Hace algo más de siete años aproveché que pasaba por Milán para tomarme un café con un antiguo amigo, profesor de la Universidad Politécnica de la capital de la Lombardía. Un brillante y combativo liberal formado en los ideales del Risorgimento. Y, como no podía ser de otra forma, un correoso adversario de las patologías del berlusconismo, tanto desde su cátedra como en su vida diaria.

Me gustaba el ambiente de café parisino sofisticado que se puede encontrar cuando hace buen tiempo en la terraza de la quinta planta de La Rinascente en la Piazza Duomo. Compartiendo las vistas sobre la cubierta de la catedral con las elegantes milanesas sentadas a nuestro alrededor, escoltadas por el más de un centenar de estatuas y agujas de la «Domus Dei» que, con sus encajes de piedra, convergían en el Tiburio. La grácil aguja de cien metros de mármol blanco que corona el Duomo como el pedestal de la estatua dorada de La Madonnina.

La patrona de la ciudad -la Madonnina-estaba triste, se quejaba mi amigo el profesor. La imagen necesitaba urgentemente un buen trabajo de restauración y afianzamiento. La iglesia milanesa no tenía medios suficientes y había tenido que solicitar de la generosidad de los ciudadanos las ayudas necesarias. Tantas veces los fieles de Milán habían pedido en los momentos difíciles la ayuda y el socorro de su Patrona, a través de las plegarias o cantando en el hermoso dialecto lombardo la «O mia bela Madunina». Ahora les tocaba a ellos auxiliar a su Virgencita. Pero la petición de ayuda había tenido una acogida demasiado tibia. Casi fría. El monumento podía entrar en una fase de deterioro peligroso. Y los dineros no llegaban en la cantidad necesaria. Muchos temían que la figura de la Virgen podría caer abatida por el próximo vendaval que se desatara sobre las llanuras de la Lombardía. Echaba de menos mi amigo milanés al gran Indro Montanelli, el periodista más grande de la historia de Italia. El sí hubiera alzado su voz, el primero, en defensa de la Madonnina del Duomo. Como la había levantado contra Il Cavaliere. Cito al viejo maestro: «El berlusconismo es la escoria que desborda el pozo... Esta no es la derecha, es la partida de la porra. En Italia lo que falta no es la libertad; faltan los hombres libres.»

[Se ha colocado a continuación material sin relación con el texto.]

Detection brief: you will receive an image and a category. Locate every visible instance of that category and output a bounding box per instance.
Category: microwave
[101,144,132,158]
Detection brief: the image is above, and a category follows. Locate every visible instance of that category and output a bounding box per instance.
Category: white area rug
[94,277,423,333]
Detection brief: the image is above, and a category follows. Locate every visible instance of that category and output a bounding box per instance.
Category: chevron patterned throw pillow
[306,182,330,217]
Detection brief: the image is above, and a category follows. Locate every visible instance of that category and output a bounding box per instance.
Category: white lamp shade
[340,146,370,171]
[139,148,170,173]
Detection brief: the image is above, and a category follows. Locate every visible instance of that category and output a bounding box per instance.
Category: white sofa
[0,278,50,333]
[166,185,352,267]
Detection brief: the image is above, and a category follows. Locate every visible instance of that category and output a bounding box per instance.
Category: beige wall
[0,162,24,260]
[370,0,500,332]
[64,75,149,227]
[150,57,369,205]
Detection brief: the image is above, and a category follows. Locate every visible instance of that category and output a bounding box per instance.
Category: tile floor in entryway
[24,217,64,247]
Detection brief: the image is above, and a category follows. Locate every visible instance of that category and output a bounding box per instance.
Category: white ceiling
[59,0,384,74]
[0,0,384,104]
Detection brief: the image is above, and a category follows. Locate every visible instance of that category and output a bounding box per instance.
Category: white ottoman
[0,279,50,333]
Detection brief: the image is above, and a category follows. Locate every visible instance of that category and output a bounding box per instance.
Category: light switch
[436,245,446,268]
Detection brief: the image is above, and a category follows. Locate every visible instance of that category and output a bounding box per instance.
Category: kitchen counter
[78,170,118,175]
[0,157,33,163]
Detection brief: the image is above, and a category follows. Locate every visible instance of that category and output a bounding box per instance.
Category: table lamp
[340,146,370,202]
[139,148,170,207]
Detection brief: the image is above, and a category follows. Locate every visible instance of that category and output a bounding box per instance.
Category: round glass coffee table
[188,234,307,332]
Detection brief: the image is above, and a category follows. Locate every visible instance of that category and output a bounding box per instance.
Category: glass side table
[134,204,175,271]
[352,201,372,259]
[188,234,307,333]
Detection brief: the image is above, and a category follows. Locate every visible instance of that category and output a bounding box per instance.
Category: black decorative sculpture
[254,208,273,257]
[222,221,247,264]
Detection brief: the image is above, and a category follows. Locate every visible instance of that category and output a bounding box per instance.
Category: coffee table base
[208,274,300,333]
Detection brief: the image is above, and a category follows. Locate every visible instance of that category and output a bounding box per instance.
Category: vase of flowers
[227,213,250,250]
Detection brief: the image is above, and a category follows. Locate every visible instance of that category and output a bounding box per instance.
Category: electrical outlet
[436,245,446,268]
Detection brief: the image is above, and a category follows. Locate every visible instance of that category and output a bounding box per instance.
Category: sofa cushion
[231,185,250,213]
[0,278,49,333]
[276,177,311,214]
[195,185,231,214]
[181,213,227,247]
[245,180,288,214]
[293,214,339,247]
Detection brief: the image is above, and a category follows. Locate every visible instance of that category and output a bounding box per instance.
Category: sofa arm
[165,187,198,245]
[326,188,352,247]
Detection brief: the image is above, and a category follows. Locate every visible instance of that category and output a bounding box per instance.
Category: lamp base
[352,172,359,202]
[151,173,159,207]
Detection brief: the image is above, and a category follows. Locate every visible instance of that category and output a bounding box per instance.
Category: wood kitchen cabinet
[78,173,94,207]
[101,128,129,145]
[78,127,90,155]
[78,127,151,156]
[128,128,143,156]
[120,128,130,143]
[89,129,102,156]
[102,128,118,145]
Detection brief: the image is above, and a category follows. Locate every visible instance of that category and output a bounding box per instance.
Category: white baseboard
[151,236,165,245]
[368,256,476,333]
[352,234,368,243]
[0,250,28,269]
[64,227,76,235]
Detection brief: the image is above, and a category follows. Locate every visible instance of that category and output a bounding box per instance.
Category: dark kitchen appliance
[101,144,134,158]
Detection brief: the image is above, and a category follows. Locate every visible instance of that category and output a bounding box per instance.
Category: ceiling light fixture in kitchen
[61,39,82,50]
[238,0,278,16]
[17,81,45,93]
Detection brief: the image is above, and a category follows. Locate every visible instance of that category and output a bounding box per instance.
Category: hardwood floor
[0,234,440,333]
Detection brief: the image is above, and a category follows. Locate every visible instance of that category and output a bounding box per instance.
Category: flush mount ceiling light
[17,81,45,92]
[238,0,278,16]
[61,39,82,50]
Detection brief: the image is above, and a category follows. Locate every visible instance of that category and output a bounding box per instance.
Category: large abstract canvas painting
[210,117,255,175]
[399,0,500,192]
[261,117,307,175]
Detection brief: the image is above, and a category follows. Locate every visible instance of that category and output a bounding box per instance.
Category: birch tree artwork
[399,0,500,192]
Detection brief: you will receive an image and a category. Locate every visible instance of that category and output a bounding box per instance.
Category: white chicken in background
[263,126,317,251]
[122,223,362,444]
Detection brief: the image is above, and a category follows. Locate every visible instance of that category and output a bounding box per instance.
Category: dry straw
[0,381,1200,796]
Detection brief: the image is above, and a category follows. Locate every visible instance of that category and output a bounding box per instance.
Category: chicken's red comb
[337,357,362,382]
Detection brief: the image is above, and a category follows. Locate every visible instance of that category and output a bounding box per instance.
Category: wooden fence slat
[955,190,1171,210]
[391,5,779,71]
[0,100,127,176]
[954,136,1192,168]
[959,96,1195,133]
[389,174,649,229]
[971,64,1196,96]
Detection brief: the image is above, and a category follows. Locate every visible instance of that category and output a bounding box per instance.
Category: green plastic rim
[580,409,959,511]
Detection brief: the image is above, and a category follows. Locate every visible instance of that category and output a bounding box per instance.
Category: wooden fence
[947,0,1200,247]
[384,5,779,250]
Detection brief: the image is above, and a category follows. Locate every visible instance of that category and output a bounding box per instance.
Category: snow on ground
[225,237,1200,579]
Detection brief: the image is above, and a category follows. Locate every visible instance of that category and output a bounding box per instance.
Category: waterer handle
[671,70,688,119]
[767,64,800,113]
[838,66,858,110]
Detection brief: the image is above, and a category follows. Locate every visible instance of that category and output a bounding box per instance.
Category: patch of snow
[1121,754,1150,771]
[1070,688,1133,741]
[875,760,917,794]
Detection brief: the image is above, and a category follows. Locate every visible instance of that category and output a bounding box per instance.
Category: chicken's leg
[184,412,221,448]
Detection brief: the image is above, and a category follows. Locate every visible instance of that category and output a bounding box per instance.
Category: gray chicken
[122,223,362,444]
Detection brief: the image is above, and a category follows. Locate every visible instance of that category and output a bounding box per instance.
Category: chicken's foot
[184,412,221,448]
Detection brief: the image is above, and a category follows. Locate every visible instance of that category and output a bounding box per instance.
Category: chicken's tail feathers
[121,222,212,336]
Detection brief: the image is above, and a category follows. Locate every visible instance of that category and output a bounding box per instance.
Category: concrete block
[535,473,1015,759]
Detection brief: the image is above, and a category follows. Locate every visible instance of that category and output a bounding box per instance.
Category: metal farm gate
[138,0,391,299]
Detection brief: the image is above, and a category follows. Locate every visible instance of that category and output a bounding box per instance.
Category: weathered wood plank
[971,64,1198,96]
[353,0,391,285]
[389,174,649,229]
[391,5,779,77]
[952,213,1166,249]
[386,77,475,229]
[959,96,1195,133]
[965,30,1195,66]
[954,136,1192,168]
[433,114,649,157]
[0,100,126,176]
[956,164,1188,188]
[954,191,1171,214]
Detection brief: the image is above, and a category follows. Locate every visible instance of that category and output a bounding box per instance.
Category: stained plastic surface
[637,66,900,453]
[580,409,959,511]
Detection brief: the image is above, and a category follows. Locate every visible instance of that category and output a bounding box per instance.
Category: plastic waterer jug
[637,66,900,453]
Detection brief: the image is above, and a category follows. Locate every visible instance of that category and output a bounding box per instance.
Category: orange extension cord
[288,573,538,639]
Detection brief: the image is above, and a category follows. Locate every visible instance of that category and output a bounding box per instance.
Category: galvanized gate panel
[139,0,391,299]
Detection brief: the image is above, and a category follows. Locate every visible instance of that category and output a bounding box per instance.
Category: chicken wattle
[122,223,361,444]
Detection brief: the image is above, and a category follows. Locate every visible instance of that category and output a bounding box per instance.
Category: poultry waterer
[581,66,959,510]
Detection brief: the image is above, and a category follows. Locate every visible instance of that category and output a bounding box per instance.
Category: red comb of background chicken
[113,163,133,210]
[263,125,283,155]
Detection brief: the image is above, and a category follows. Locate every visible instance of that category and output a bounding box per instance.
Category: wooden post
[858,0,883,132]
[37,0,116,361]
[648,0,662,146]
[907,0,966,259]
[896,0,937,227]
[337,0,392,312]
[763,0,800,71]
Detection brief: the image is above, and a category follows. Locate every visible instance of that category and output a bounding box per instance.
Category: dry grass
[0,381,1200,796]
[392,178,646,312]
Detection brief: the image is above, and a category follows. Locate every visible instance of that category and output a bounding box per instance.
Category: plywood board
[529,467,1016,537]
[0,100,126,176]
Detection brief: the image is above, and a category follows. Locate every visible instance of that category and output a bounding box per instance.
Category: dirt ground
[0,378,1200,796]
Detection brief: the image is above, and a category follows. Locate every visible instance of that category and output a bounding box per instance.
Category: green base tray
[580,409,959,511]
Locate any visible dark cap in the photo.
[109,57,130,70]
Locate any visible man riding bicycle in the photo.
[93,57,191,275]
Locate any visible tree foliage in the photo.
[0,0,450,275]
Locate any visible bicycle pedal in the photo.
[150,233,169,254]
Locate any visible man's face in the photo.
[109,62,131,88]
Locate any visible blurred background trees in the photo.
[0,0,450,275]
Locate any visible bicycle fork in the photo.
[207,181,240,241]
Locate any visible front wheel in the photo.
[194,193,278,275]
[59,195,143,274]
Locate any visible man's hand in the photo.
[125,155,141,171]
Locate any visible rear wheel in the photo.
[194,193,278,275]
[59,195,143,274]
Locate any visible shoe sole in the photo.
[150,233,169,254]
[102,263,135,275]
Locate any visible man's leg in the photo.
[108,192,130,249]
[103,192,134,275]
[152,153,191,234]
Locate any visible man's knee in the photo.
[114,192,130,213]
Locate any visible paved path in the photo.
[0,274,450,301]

El Corriere della Sera sí había hecho sonar las campanas de alarma ante el peligro que amenazaba a la patrona. No en vano era uno de los periódicos mas respetados de Italia, antiguo aliado de Montanelli en los lejanos tiempos de lucha contra el fascismo de Mussolini. Con un exhorto brillante y casi desesperado el Corriere había despertado de su pasividad a los milaneses: «Milanesi, non dimenticate la Madonnina». Milaneses, no os olvidéis de la Virgencita.

Cambiando de conversación, me preguntó mi amigo el profesor si habíamos utilizado el tren para viajar por el norte de Italia. Le dije que sí. Cinco veces, hasta ese momento. ¿Cuántas veces habéis tenido retrasos importantes? Tres, le contesté. Me miraba el profesor con cierta melancolía cuando le expliqué que de Málaga se podía salir por la mañana con el AVE, trabajar durante el día en Madrid y volver a casa a la hora de cenar. Eso en Italia, con nuestros trenes, sería sencillamente imposible, me confesaba mi buen amigo. Me recordó aquello la promesa con la que Benito Mussolini, el otro «Duce», había llegado al poder: obligar a los trenes italianos a ser puntuales. Y cortar de raíz el poder de la Mafia.

Se había hecho tarde y las bellas milanesas nos habían dejado solos en aquel rincón de la terraza de La Rinascente. Levanté mi mirada hasta la Madonnina dorada. Brillaba con las últimas luces de la tarde. Quise entenderlo como una promesa de que ella no nos abandonaría.